Çiçeğinizi ilgisiz bırakırsanız, onu sulamazsanız, ilgilenmezseniz çiçeğinizin de sağlığında bozulmalar olur. Çocuğunuzun ihtiyaçlarını önemsemeniz ve buna göre davranmanız çok önemlidir. Çocuğun yemek yiyeceği zamanlar, uyku, temizlik ihtiyaçları, giyim ve diğer ihtiyaçlarının karşılanması ama en önemlisi de gerçekten ilgi ve sevgi ihtiyacının karşılanması gereklidir. İlgisiz tutumlar, çocukların ilgilerine, ihtiyaçlarına tepkisiz olmayı içerir. İlgisiz ve kayıtsız tutumlarda ebeveynler, çocuklarına yeteri kadar zaman ayırmaz, kaliteli vakit geçirmez, nasıl hissettiğini anlamaya çalışmaz, okuldaki sorunları, başarı durumlarıyla ilgilenmezler. Sevgisiz, ilgisiz büyüyen çocuklar dikkat çekmek için birçok davranış sergilerler. Öfkeyle büyürler. Bu tarz tutumla büyüyen çocuklarda kaba ve küfürlü konuşma, söz almadan konuşma, okuldan kaçma, gürültü yapma, kural tanımama, suça eğilimli olma gibi birçok problem görülebilir. En önemlisi de sevgisizliğin ve önemsenmemenin ruhlarında bıraktığı tahribattır. Bu çocuklarda değersizlik, sevilmeme gibi inançlar daha çok küçük yaşlarda çocukların zihinlerinde özümsenir. Ve genellikle, arkadaş ve duygusal ilişkilerde büyük problemler yaşarlar.
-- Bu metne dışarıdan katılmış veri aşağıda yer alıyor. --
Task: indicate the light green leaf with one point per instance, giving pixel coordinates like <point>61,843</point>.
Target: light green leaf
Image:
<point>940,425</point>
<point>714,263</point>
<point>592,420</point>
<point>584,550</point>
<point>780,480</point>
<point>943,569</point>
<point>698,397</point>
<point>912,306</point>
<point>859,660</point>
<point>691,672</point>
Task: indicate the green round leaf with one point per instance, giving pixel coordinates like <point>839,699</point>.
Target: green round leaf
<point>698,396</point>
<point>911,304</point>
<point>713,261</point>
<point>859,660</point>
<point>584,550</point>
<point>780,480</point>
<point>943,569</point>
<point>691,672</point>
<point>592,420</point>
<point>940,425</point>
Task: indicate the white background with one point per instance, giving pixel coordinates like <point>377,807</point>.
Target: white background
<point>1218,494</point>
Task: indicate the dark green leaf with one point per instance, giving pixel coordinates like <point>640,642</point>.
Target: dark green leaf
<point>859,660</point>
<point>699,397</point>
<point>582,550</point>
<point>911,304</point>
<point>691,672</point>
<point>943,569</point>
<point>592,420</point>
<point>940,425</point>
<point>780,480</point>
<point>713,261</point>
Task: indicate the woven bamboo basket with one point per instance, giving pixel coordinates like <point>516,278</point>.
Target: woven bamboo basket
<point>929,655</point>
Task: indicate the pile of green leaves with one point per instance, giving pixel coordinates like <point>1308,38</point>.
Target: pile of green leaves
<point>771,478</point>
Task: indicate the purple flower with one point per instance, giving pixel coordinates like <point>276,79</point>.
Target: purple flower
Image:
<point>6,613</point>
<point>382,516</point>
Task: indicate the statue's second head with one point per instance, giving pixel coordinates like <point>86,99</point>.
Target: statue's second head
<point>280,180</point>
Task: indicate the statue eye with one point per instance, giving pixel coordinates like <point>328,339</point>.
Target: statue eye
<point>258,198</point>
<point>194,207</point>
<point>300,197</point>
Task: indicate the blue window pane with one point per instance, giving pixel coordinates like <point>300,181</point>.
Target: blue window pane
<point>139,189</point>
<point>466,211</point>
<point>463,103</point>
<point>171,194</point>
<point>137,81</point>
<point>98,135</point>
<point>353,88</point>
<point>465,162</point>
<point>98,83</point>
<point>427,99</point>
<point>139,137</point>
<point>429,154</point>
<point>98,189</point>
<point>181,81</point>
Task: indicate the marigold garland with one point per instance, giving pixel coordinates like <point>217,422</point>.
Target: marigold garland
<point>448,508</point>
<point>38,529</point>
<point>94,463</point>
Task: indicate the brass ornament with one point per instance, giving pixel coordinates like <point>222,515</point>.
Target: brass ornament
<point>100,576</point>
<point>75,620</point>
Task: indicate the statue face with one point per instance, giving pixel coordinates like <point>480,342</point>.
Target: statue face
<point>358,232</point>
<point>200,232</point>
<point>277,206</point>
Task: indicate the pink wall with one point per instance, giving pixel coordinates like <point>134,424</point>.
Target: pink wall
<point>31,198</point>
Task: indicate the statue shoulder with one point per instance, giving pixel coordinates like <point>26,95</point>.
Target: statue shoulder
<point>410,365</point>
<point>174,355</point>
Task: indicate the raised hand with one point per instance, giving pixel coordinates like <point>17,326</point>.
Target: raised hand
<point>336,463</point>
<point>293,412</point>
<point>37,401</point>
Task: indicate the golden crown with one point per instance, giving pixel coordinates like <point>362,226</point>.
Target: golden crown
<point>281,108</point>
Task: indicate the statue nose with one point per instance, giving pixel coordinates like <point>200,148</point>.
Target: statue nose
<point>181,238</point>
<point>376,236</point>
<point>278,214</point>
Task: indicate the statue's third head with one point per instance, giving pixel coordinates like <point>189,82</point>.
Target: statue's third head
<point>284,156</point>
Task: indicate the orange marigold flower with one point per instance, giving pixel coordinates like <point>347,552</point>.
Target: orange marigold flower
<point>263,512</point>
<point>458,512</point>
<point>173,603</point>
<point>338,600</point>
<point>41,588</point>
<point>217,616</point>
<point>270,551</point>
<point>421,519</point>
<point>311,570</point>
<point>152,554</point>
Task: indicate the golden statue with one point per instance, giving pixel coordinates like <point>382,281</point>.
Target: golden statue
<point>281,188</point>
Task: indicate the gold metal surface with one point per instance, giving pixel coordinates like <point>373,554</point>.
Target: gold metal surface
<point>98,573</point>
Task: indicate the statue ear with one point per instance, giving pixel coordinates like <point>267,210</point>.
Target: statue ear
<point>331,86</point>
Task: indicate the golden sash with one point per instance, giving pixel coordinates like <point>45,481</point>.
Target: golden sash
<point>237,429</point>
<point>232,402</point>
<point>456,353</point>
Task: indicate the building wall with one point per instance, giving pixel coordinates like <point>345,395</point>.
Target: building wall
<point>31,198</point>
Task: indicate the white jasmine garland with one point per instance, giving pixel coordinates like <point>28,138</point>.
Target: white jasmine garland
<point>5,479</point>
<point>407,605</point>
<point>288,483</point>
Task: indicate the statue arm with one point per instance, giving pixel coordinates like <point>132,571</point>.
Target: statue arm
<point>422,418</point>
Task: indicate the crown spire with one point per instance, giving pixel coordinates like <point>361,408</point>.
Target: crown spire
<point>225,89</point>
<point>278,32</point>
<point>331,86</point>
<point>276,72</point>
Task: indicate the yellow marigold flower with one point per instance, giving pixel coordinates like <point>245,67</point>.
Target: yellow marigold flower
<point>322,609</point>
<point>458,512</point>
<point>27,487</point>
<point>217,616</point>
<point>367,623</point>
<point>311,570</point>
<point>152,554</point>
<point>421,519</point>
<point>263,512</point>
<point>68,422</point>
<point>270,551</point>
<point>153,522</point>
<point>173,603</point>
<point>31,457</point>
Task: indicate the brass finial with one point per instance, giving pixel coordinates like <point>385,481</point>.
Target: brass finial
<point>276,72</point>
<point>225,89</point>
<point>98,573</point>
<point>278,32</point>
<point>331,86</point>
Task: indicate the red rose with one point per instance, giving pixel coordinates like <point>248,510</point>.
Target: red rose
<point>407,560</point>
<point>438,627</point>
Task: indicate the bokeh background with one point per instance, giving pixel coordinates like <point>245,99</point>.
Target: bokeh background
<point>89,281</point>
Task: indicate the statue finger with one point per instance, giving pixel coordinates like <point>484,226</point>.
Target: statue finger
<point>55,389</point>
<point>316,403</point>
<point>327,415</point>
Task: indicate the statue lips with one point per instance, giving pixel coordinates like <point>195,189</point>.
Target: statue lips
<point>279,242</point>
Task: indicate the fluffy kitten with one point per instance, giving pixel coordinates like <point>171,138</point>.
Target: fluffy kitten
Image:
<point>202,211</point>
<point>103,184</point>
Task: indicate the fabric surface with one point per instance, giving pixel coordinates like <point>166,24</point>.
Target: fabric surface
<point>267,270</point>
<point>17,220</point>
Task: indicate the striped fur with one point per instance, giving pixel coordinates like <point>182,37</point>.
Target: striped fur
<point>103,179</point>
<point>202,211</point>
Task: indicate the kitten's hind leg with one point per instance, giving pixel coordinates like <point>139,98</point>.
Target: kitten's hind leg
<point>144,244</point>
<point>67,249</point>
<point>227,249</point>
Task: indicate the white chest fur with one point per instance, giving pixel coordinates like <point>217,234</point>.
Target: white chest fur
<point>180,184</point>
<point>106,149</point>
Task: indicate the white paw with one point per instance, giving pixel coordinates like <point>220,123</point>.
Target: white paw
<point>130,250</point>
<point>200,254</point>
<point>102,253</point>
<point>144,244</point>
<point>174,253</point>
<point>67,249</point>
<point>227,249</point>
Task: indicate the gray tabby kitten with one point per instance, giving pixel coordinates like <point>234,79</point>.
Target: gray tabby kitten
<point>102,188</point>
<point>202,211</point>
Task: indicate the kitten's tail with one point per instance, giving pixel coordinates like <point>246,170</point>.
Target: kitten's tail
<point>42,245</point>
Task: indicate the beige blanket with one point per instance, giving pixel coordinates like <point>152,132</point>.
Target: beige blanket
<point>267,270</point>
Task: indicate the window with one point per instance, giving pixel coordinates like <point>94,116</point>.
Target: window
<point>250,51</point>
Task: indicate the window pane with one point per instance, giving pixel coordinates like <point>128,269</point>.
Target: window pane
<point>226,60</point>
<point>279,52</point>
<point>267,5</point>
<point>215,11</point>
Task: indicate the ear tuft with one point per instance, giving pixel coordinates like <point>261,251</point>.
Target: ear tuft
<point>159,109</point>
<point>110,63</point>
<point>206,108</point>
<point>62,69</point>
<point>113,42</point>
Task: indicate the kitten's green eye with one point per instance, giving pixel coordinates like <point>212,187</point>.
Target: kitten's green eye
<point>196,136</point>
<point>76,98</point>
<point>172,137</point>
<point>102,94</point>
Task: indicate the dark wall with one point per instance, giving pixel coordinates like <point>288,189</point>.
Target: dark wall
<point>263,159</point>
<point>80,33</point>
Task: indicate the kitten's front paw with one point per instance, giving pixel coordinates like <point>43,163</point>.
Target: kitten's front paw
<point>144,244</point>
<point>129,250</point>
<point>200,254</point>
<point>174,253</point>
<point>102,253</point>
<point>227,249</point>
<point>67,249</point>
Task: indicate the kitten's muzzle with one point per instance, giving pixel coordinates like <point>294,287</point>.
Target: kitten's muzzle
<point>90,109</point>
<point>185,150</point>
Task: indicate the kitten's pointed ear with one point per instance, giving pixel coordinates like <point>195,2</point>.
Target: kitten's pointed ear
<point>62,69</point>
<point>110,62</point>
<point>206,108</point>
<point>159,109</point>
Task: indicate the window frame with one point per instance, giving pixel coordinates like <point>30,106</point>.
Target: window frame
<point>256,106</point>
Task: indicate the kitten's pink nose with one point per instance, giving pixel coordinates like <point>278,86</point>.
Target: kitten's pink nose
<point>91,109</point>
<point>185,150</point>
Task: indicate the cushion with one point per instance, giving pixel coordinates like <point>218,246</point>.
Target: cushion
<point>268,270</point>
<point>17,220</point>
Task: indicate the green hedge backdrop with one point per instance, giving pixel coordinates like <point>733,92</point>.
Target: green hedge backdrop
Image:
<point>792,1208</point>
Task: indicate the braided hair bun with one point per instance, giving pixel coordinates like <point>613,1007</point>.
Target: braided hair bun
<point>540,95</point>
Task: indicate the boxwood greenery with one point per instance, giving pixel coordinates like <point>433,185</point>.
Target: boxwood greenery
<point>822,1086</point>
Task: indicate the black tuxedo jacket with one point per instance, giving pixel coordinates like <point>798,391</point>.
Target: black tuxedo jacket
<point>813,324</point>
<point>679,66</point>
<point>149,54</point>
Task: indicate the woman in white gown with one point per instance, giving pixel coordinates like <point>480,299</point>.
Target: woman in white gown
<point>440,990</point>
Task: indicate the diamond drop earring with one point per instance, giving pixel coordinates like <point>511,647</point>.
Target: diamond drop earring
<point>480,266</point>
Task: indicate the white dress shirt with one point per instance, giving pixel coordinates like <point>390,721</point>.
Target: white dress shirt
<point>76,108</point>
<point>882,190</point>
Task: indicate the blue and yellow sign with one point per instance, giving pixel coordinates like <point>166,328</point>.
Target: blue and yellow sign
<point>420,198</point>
Sonuç olarak, en sağlıklı tutum, demokratik tutumdur. Yani ne çocuğun egemen olduğu ne de ebeveynin egemen olduğu tutum şeklidir. Çocuğun da ailenin diğer üyeleri gibi söz hakkı vardır. Çocuk, belirli sınırlar içerisinde özgürdür ve kendi kararlarını verebilir. Bu tutumda ebeveyn çocuğuyla ilgilidir, sevgisini ona en derinden hissettirir. Asla, ebeveynler çocuklarını eleştirmez, hatalı davrandıklarını düşündüklerinde bu sorunu yapıcı ve öğretici bir şekilde her iki tarafında memnun olacağı şekilde çocukla birlikte çözmeye çalışır. Sınırlar aşıldığında çocuğun yaşına uygun seçenekler, alternatifler sunulur. Çocuğun seçtiği seçenekler onun kararlarının sonuçlarını yaşamasına neden olur. Bu tutumlar, çocuğun sorumluluk bilincinin gelişmesine ve özgüven gelişimine katkıda bulunur.